Rest Is Important for Healing

Most tendon injuries get better with rest, although some severe injuries may require physiotherapy. If the pain from the injury is limiting a person’s ability to carry out day-to-day tasks, mild painkillers or anti-inflammatory gels may be used to reduce the pain and swelling. In general, a minor tendon injury should heal within a few weeks, although some injuries can take longer to recover from. Returning to activities too soon is likely to extend the healing time.

person resting in bed with clock


Gentle Movement and Physiotherapy

While it’s important to rest a joint after a tendon injury, completely immobilizing the injured joint may be counter-productive. Some gentle movement and light exercise can actually promote faster healing. Ask a physiotherapist for advice about gentle exercises that can help maintain mobility, boost circulation, and prevent the muscles surrounding the joint from atrophying during the healing process.[[3]] It usually isn’t advisable to make a full return to the activity that caused the injury until medically cleared to do so.

woman stretching arm


Pay Attention to Ergonomics

Repetitive strain injuries (RSIs) are a common occupational health issue affecting people in a variety of jobs. Poor posture and repetitive motions can cause tendinitis.
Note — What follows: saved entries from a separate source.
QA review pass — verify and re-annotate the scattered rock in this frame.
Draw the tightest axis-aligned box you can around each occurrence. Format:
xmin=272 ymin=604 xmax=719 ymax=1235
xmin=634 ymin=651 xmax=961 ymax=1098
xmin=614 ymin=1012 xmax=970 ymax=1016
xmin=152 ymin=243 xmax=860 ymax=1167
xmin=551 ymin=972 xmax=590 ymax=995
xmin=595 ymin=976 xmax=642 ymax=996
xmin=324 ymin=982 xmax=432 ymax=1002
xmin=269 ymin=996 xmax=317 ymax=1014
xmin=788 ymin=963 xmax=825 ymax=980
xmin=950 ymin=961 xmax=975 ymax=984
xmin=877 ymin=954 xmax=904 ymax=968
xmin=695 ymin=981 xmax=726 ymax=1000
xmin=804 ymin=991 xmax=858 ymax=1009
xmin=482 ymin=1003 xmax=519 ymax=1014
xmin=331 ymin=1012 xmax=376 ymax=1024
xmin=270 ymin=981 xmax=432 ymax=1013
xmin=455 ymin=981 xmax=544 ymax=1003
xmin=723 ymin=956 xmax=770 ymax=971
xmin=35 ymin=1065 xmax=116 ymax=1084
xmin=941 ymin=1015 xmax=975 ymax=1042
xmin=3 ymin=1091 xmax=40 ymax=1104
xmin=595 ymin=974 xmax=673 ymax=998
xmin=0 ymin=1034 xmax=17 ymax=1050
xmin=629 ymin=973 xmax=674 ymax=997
Simple adjustments, such as using a standing desk or making sure the working area is set up in a way that reduces twisting and bending, may go a long way toward preventing RSI and preventing symptoms for those who are currently experiencing pain.

woman using standing desk


Take Regular Breaks

Overtraining or working when fatigued is often a contributing factor in injuries for adults. In a similar way, over-specialization in youth sports can also have adverse physical effects.[[4]] Taking regular breaks, stretching, and engaging in physical activities that involve various motions can help to reduce the risk of tendinitis and promote overall physical well-being. Yoga, Pilates, and other gentle forms of exercise may help prevent future injuries.

woman doing yoga with dog


Steroid Injections and Plasma Treatments

In cases where tendinitis doesn’t heal after rest and physical therapy, other treatments may be suggested. Steroid injections can reduce inflammation and provide short-term pain relief, but they aren’t always an effective long-term solution. Plasma treatments involve injecting plasma into the affected joint in a bid to speed up the natural healing process of the damaged cartilage or tendons. This kind of treatment could help people get back to their normal activities more quickly.

doctor holding injection


The information provided is for educational purposes only and is not intended to be a substitute for professional medical advice. Consult a qualified healthcare provider before starting any program. Reliance on any information is solely at your own risk. In case of a medical emergency, call 911 or go to the nearest emergency room.